Whatever happened to, “this policy bothers us, let’s sit down and talk about it…”? It’s usually a good idea to try diplomacy instead of jumping straight to lobbing tomahawk missiles into your enemy’s capital at the first hint of disagreement. An awkward moment for transgenders is now seen as justification for sending random kids to bed, hungry. Strange moral mathematics, if you ask me.

Though I am convinced these threats against North Carolina are both philosophically misguided and unfathomably disproportionate – almost as extreme as chopping off the hands of thieves – I support the right of these corporations to make such business decisions, including their right to use their corporate clout to impact government policy. I also support the right of these highly principled corporations to continue to conduct business in nations with vastly more horrifying human rights records than anything North Carolina has ever – or would ever – consider.

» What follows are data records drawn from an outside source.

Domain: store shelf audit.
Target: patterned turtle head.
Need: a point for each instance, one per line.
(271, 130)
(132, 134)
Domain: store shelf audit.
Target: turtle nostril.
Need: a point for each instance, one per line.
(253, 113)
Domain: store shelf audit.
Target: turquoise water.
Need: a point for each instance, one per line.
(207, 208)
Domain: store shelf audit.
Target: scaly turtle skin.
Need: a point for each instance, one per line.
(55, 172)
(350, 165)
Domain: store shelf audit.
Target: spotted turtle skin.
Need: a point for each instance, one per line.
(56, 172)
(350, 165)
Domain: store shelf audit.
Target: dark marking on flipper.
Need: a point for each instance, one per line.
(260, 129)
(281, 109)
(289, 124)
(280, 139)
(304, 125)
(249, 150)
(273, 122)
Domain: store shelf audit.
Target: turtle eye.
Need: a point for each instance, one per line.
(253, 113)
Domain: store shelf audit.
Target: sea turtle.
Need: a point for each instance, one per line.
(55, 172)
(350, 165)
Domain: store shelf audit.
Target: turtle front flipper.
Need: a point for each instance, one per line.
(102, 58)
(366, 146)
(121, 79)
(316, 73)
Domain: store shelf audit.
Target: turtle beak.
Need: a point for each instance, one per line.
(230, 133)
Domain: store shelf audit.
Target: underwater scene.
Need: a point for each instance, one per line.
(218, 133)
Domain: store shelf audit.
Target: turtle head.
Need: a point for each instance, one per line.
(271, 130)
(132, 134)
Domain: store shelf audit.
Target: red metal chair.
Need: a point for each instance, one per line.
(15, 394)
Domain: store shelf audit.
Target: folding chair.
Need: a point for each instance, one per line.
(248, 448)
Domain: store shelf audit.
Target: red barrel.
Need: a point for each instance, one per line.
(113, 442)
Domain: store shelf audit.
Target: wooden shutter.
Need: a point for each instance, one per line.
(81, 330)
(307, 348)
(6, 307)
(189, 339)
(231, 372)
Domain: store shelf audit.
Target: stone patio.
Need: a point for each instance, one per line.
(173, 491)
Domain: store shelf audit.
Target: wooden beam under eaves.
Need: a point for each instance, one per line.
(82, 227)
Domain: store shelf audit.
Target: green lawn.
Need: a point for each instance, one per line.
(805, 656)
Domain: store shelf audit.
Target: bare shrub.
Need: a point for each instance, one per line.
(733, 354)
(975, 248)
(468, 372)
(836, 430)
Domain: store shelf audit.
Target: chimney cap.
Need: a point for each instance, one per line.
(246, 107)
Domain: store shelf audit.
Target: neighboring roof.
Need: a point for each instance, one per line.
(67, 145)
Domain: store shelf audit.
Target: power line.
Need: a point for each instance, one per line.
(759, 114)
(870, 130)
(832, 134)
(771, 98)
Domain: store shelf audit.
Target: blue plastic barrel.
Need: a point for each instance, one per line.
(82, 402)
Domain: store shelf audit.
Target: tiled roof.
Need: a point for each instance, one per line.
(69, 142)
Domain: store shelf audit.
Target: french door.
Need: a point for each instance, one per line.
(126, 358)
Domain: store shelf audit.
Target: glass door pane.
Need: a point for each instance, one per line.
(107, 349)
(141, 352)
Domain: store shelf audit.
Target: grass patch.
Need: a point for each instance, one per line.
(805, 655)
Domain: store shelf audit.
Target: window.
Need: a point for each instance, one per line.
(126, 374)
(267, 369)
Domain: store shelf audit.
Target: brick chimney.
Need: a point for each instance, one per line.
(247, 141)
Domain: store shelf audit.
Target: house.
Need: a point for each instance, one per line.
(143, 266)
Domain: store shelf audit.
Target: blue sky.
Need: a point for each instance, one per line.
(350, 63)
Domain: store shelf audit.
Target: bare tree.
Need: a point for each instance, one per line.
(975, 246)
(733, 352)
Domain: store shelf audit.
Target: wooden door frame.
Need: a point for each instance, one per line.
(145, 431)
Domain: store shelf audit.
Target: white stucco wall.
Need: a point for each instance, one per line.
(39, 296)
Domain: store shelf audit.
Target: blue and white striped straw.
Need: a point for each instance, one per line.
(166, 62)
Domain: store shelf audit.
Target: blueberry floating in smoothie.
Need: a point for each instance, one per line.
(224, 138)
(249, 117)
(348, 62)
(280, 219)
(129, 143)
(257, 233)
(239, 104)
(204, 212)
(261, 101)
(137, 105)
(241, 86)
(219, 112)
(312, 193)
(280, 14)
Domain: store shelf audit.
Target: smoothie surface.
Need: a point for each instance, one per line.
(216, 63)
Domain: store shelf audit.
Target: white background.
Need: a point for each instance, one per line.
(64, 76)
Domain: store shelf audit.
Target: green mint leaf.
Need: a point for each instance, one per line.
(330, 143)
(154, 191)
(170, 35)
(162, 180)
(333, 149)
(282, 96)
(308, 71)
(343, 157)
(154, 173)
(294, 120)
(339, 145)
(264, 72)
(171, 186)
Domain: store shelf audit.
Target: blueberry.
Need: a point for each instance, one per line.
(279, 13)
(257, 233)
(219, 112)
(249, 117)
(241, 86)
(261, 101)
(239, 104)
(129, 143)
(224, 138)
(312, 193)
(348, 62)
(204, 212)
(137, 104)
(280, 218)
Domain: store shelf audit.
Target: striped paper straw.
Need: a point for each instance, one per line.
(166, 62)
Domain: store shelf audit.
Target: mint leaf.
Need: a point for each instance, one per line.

As utterly misguided as I find this entire bizarre episode, what I did find encouraging is the growing realization that corporations do not exist in a moral or cultural vacuum. Instead, it is incumbent upon corporations, their executives and directors, to make business decisions that not only improve the bottom line – I consider that a moral duty, in fact (that’s a subject for another day) – but also improve the civilization within which they operate. Though I disagree with these threatened actions in retaliation against North Carolina’s law, I can emphatically affirm the underlying principle of corporate ethical responsibility, and I welcome the perspective of ethically minded businesses making a real difference in the world.

History is replete with examples of corporate decisions designed to improve the bottom line without giving due consideration to the impact it would have on others. In some cases the decisions may have been made with full awareness of the negative ripple effects. The Ford Pinto is a classic example. The very short version of that story is that Ford executives decided that the litigation costs associated with the deaths and injuries they knew would result from their vehicle’s sub-standard design were less expensive than correcting the design flaws in the first place. Nike was previously raked over the coals for using sweatshops in developing nations to keep costs down.

There appears to be an increased awareness of corporate responsibility that understands “success” more broadly than just shareholder returns and paychecks for upper management. Society must applaud this! But let us also remember that this is hardly a new phenomenon. John Rockefeller lived and breathed this mindset over a century ago, as the following video describes.

Rockefeller was obviously human too, so I’m sure he had moral failures not covered in this video. Still, his moral successes, and how they were intentionally integrated into his business, show that our present day admiration of ethical business is not new. According to one historian, Rockefeller

was decidedly “more humane toward competitors” than Carnegie; we have the conclusion of another [historian] that his wealth was “the least tainted of all the great fortunes of his day.”

Guinness beer was also started with noble ambitions; ironically, for an alcoholic beverage, to combat the rampant alcoholism of the day. Guinness beer brewed at a lower concentration of alcohol to help reduce the likelihood of inebriation, but more than that, as this article describes

The Guinnesses decided, first, that they could better society by bettering the lives of their employees. They started by paying better wages than any other employer in Ireland. Then they decided they should provide an entire slate of services to improve the lives of their workers. With the passing of decades, they became one of the most generous, life-changing employers the world had ever known.

That ethical responsibility was also quite some time ago; roughly 300 years.

In short, there was a time when business was viewed much more as an integrated part of society, and business owners (not all of them, of course) understood the correlation between the betterment of society and the betterment of their business. If your policies are detrimental to society then you can be sure they will eventually be detrimental to your business as well. If you contribute to the flourishing of society, your business is more likely to flourish.

Besides, it’s the right thing to do; it’s our moral duty.

Corporations are inherently a significant force in society, we must use it as a force for good. It is possible for corporations to benefit society without sacrificing the bottom line. It’s the wisest investment a corporation can make.